Our results suggest that restricting testing to those reporting HIV risk factors could marginally increase the yield of testing, but this needs to be balanced against the risk that the requirement of taking a sexual history may discourage clinicians from offering testing outside of the study setting. A universal offer of AHI testing for acute febrile illness presentations is encouraged in our setting.

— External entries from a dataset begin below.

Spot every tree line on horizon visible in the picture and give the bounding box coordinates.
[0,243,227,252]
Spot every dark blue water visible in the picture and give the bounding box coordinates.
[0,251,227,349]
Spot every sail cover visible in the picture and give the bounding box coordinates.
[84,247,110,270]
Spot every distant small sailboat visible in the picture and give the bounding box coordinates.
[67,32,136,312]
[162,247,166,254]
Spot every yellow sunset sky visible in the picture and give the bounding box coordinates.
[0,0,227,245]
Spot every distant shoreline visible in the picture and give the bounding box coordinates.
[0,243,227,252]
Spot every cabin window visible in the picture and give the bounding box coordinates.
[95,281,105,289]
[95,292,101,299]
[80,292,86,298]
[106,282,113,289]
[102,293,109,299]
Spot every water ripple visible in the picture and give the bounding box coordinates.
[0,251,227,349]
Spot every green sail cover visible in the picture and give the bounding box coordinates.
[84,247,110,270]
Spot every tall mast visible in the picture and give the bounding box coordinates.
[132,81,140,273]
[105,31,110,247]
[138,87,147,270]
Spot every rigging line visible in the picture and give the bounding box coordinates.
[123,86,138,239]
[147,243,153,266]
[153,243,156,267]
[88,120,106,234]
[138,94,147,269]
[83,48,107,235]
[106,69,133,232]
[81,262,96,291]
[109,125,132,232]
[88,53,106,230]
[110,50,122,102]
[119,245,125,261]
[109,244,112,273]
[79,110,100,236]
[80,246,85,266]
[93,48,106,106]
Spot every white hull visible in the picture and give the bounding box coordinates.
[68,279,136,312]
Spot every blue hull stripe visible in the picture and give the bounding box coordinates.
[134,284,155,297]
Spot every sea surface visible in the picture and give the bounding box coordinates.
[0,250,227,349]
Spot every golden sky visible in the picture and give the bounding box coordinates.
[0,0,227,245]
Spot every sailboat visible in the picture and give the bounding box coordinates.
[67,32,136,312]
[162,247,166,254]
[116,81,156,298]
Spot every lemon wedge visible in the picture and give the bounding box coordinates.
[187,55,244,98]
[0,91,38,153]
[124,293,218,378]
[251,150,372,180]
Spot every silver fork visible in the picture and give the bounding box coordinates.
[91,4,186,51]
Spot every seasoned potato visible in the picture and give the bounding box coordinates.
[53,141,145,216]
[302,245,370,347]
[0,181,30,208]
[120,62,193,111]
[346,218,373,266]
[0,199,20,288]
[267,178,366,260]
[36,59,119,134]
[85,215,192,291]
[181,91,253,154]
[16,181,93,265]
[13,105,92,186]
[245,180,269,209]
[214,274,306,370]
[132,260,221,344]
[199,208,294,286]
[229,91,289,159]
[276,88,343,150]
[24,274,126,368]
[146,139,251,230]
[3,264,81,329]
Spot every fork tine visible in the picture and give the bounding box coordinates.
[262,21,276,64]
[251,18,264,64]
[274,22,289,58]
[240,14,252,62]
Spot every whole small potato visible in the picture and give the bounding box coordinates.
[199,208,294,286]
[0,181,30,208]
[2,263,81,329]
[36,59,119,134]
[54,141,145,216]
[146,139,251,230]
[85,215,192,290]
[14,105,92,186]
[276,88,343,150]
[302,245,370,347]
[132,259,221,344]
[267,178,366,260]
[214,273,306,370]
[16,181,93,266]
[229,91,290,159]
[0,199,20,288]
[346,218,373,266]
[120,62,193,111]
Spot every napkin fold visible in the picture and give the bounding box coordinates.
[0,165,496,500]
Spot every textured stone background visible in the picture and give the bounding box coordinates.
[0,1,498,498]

Case 2 in our study had antidengue IgM and NS1 detected by rapid test. These results could be consistent with primary dengue, but convalescent serology would be required to confirm the diagnosis. Alternatively, this may be a false-positive NS1 result, a finding recently observed in 2 patients with hematological malignancies, although concurrent AHI and DF is also a possibility [15]. The similar clinical and hematological findings in DF and AHI necessitate either sensitive tests to rule out AHI or specific tests to confirm DF. As the lower limit of estimates for the specificity of NS1 dengue rapid tests are as low as 87.3%, these tests are not useful for ruling in DF when the probability of a serious condition like AHI is high [16]. Although polymerase chain reaction (PCR) for DENV RNA early in the illness and convalescent serology are specific “confirmatory” tests for DF, the former is only useful in the first 5 days, which would only capture 47.9% of participants in this series. Convalescent serology requires recalling the patient. In contrast, AHI testing with fourth-generation EIA and/or NAAT identifies a high prevalence of AHI and would not miss cases of co-infection in settings where both viruses circulate.

This study has important limitations. First, an acceptance rate of 53%, while considerably higher than local screening programs, means that AHI prevalence may be underestimated if high-risk individuals chose not to participate in the study. Nonetheless, our estimate reflects the real yield of offering screening with informed consent in our setting and may be higher in settings where HIV testing is more widely accepted. Second, introduction of rapid tests for DF during the study period, when Singapore experienced a dengue outbreak, meant many patients were ineligible because their rapid test results were known at recruitment. This limited the size of the study and the precision of the estimated prevalence of AHI but prevented a biased estimate. As case 2 illustrates, HIV testing irrespective of dengue test results may detect additional cases. Third, for ethical reasons, we could not include temporary or long-term visitors to Singapore, who may have different risks for both AHI and dengue. Last, the precise proportion of patients with AHI among those with dengue-like illness will vary across time and place, in line with changes in the incidence of both diseases. However, the coexistence of HIV and dengue is not unique to Singapore. More than 2 billion people live in regions at risk of dengue, many in countries where HIV is highly prevalent. These settings need approaches to investigating acute febrile illness to identify cases of acute HIV.

The clinical and hematological features of AHI overlap with those of DF. A systematic approach to testing febrile patients with dengue-like presentations for AHI with fourth-generation EIA is justified by the high yield of AHI cases. DF rapid tests lack the specificity to exclude a serious differential diagnosis like AHI, and DENV PCR, if available, would only be suitable for half of this cohort. Testing of patients with dengue-like presentations for AHI could be expanded as physicians in DF-endemic countries readily recognize the syndrome and testing is acceptable to the majority of patients. It also enables prompt HIV care for those who test positive and creates opportunities for preventive interventions during the most infective period.